* [PATCH] small sha512 cleanup
@ 2004-10-01 19:31 Denis Vlasenko
2004-10-01 20:38 ` [PATCH] reduce sha512_transform() stack usage, speedup Denis Vlasenko
0 siblings, 1 reply; 4+ messages in thread
From: Denis Vlasenko @ 2004-10-01 19:31 UTC (permalink / raw)

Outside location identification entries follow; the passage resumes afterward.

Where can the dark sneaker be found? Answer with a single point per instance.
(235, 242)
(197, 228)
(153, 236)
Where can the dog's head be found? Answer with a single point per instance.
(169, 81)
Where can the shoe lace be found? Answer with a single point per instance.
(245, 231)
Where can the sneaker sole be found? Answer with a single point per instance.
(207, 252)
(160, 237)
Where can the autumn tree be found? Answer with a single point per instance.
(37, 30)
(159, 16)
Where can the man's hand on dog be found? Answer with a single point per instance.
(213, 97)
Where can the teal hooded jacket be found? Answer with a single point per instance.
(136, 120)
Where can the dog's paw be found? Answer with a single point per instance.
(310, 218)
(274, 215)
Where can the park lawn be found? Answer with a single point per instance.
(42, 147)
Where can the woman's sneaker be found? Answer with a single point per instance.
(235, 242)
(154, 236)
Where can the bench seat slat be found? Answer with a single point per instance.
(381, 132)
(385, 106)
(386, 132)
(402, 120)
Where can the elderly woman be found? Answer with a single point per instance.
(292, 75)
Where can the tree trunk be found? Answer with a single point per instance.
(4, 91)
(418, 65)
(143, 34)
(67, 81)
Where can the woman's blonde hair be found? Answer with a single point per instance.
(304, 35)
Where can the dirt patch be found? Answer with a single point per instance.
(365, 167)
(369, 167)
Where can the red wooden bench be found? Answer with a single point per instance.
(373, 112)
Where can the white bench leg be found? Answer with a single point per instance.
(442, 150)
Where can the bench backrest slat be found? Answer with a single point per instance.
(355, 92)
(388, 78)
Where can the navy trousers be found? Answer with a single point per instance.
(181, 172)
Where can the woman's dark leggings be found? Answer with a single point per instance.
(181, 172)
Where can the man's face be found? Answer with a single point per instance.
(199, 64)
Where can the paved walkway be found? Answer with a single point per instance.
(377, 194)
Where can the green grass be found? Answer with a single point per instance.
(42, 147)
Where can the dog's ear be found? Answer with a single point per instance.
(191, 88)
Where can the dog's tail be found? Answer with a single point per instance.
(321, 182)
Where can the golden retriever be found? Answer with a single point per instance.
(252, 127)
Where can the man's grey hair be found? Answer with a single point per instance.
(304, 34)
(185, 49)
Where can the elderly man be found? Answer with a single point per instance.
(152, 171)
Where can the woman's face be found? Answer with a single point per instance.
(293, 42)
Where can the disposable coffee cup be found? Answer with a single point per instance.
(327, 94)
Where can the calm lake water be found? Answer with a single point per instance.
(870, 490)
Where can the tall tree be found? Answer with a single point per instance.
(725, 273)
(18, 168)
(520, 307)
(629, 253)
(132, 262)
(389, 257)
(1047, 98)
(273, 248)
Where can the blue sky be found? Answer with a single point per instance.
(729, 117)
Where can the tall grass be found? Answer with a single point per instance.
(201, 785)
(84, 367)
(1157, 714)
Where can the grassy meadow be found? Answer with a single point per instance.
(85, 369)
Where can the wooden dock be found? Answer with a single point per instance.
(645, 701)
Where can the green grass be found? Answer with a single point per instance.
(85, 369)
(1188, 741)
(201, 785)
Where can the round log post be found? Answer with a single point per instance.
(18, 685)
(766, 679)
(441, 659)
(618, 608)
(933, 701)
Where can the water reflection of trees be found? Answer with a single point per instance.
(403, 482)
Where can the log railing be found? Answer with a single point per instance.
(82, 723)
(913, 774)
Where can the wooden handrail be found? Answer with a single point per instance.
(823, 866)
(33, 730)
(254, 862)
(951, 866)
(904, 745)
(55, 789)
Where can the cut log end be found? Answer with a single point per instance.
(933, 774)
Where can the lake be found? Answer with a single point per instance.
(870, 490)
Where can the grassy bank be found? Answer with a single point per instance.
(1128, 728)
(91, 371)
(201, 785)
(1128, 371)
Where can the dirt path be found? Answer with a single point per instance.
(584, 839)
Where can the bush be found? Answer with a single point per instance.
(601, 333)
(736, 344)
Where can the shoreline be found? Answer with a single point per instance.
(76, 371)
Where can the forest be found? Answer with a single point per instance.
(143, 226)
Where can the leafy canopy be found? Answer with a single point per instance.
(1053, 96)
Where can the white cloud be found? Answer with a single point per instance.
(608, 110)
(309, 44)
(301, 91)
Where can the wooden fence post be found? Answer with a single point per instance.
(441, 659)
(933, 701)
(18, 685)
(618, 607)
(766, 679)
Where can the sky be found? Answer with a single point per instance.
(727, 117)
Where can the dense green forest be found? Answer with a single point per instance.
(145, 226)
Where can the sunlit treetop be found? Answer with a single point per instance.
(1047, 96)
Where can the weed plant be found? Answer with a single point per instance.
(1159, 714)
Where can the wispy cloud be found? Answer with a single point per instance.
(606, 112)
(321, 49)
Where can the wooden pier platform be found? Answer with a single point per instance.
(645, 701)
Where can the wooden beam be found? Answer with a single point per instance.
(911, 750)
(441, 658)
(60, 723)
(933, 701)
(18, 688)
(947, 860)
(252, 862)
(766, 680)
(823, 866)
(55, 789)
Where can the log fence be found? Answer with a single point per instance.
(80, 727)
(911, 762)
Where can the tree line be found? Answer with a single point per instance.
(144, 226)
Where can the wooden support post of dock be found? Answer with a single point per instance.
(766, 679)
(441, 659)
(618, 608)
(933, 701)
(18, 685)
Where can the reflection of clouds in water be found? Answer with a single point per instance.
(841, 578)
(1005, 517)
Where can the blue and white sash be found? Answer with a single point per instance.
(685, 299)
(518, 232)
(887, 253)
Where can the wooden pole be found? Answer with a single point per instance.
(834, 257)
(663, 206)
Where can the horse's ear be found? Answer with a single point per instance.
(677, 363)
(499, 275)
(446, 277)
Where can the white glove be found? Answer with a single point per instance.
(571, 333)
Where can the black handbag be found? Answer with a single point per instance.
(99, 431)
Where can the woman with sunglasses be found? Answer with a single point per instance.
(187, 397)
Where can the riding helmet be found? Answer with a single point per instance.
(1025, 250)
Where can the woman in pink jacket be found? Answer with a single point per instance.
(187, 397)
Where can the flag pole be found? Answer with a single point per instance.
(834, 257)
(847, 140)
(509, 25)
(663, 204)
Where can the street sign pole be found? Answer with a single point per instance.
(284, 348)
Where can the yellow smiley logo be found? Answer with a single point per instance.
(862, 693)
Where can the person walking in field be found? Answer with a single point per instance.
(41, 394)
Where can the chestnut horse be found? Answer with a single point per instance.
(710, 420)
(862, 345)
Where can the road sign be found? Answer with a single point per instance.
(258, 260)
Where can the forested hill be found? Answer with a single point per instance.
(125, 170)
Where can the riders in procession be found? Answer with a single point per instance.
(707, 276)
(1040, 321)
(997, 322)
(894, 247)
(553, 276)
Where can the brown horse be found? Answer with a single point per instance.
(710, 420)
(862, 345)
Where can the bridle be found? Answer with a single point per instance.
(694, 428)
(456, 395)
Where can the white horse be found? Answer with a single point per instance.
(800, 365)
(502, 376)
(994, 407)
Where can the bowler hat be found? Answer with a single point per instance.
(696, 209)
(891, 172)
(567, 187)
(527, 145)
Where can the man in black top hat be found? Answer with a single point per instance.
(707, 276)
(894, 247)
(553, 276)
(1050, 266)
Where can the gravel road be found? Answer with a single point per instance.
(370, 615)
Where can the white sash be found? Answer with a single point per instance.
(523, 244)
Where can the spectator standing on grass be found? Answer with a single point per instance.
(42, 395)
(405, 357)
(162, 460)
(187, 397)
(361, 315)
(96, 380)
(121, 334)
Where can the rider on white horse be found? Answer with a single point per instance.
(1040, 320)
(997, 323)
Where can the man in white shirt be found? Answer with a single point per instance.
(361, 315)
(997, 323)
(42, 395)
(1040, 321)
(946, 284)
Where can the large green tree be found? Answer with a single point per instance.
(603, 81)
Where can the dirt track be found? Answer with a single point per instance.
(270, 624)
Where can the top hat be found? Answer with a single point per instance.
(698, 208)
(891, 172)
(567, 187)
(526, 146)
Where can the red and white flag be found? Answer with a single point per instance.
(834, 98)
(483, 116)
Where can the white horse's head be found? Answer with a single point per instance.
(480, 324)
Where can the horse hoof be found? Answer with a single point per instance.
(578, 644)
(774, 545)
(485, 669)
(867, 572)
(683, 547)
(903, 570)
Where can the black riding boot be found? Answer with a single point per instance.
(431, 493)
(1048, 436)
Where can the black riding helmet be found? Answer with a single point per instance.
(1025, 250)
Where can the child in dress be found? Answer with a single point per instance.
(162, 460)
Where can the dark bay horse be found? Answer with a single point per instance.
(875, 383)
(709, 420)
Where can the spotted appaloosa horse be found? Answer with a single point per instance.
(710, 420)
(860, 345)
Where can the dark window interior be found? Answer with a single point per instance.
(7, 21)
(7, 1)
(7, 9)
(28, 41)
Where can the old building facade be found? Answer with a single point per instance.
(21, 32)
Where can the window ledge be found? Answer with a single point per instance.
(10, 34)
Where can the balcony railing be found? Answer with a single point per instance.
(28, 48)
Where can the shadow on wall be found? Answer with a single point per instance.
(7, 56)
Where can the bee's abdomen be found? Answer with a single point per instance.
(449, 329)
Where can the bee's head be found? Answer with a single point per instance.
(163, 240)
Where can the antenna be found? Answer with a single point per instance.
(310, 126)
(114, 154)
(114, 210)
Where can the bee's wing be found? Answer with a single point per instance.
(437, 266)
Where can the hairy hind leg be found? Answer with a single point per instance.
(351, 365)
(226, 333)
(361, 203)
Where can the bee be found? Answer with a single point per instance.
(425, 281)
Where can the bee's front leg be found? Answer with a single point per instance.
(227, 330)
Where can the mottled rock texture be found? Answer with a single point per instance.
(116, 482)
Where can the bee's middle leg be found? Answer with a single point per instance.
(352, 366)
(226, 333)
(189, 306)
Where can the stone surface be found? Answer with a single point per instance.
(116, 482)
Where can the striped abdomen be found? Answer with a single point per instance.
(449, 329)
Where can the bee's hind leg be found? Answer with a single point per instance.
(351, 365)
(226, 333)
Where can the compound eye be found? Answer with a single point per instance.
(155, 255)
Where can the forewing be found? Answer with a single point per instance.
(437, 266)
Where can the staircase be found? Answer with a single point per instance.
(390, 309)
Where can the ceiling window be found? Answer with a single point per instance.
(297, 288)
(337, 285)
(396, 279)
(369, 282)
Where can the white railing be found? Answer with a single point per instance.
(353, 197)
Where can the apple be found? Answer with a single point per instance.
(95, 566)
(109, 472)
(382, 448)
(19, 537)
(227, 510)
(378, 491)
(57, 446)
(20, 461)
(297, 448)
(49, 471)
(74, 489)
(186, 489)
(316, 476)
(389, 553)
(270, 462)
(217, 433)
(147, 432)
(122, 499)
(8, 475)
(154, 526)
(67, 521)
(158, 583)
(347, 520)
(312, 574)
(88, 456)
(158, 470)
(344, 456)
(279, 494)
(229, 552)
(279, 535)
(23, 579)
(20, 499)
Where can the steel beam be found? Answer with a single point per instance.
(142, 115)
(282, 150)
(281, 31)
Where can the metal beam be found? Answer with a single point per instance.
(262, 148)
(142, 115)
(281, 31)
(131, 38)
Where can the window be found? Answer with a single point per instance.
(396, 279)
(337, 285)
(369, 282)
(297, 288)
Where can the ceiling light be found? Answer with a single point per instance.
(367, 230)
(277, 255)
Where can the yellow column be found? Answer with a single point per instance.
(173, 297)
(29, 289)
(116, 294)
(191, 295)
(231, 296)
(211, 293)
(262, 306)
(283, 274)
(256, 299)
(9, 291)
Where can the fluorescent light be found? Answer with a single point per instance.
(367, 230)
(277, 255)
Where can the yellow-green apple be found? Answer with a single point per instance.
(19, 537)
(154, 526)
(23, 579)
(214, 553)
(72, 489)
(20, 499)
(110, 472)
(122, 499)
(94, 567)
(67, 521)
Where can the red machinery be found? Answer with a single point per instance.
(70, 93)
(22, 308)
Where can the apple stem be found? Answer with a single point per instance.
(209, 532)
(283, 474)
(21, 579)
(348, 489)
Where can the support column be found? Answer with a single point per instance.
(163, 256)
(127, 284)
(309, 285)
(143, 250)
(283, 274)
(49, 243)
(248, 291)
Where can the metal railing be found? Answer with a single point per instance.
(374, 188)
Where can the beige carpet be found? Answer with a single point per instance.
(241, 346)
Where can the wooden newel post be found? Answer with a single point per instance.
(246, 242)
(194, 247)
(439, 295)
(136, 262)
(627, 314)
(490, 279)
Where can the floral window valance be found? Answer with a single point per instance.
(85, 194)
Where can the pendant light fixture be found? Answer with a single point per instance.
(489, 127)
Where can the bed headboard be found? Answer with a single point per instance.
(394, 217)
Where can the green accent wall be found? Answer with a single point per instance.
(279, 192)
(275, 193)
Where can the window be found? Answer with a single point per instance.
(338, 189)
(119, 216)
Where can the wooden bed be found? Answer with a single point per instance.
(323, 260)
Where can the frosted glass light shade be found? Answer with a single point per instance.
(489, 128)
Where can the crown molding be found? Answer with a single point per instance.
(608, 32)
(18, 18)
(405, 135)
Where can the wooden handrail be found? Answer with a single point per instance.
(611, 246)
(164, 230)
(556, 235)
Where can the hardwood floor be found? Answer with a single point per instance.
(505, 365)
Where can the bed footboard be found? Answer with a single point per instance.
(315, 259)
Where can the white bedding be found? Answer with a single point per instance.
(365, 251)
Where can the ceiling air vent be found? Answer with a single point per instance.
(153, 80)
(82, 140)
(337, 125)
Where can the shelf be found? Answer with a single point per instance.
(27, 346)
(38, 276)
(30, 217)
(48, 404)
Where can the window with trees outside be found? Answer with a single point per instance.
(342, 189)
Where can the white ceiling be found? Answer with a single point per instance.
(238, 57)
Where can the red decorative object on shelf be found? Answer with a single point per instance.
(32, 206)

To: jmorris, davem; +Cc: linux-kernel
[-- Attachment #1: Type: text/plain, Size: 299 bytes --]
Looks like open-coded be_to_cpu.
GCC produces rather poor code for this.
be_to_cpu produces asm()s which are ~4 times shorter.
Compile-tested only.
I am not sure whether input can be 64bit-unaligned.
If it indeed can be, replace:
((u64*)(input))[I] -> get_unaligned( ((u64*)(input))+I )
--
vda
[-- Attachment #2: sha512.c.diff --]
[-- Type: text/x-diff, Size: 1004 bytes --]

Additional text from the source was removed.